Creating an Ecological Culture

March 10th : Rev. Jeanne Pupke, The First Unitarian Universalist Church of Richmond : Many contemporary cultural/social philosophers and critics contend that our environmental and economic crises are interrelated and deeply shaped by our world view, including our definitions of “progress,” “freedom,” “development,” and the “good life.” How might we define these concepts in a way that contributes to building a sustainable relationship to nature and how might religion, philosophy, art, and science contribute to the formation of an ecological world view?

Local Agriculture, Traditional Skills & the Green Economy

March 24th : Leni A. Sorensen, Ph.D., African-American Research Historian, Monticello : Local agriculture is the fastest growing sector of the food economy and is creatively reshaping our relationship to the earth, to our communities, and to ourselves.
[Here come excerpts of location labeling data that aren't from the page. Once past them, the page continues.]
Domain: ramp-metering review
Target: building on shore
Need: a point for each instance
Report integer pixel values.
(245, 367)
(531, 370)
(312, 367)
How is the development of local agriculture related to constructing an economy that makes it possible for individuals and communities to prosper and for society to establish a solid foundation for sustainable growth?

Building Permaculture

April 7th : Lisa Taranto, Executive Director, Tricycle Gardens

Permaculture involves the development of agricultural systems that mimic the diversity, stability, and resilience of ecosystems. How can we promote the development of permaculture in Richmond and other urban centers and how can we utilize the principles of permaculture to design other systems on which we depend, including education, transportation, recreation, politics, and economics?
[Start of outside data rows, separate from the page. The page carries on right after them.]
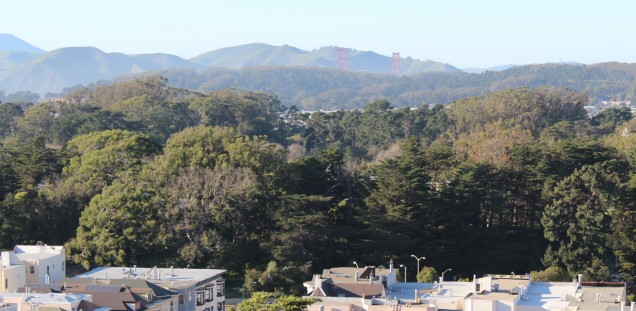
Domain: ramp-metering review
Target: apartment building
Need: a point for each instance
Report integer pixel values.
(31, 264)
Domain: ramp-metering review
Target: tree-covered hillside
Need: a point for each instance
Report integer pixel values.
(314, 88)
(139, 172)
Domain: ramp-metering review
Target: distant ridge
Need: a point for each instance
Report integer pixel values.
(261, 54)
(12, 43)
(65, 67)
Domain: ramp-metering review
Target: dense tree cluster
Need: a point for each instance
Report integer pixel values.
(320, 88)
(142, 173)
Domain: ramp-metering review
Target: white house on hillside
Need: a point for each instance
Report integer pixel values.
(27, 264)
Re-Imagining Cities: Systems Thinking & Small Economies

April 21st : Timothy Beatley, PhD, Teresa Heinz Professor of
Sustainable Communities, School of Architecture, University of Virginia :

How can these systems thinking and small economies help inform urban planning in Richmond? How can mixed zoning and policies to promote sustainable public transportation, energy, and food systems, and the integration of work, home, and recreation help us build a sustainable city?

Climate and Cultural Change

May 5th : Richard Taranto, Ret. CDR, USN, Oceanography & Meteorology :

The international scientific community indicates that global warming, oceanic and other climatic changes are significantly altering rainfall patterns, growing seasons, and agricultural zones. How can we adjust productively to these changes and also grow and distribute food in a way that contributes to long-term environmental stability.

Ecological Policies for an Ecological Age

May 19th : Guest: TBA

Government policies play an important role in fostering technological innovation and economic growth. How can local, state, and federal policies help encourage sustainable development? How can trade agreements, farm legislation, and transportation policies support green business practices? How do we create a business model that rests firmly on ecological principles, including concern for long-term growth and sustainability?

Ushering in the Ecological Age

June 2nd : No Guest, pure discussion

International scientific organizations indicate the earth’s ecosystems are in serious and potentially irrecoverable change. How do we preserve these systems to ensure our health as a species and the health of the larger biotic community? How can we develop in a way that replenishes these systems and deepens our capacity to act as wise stewards of the earth’s interrelated ecosystems? (Includes dinner.)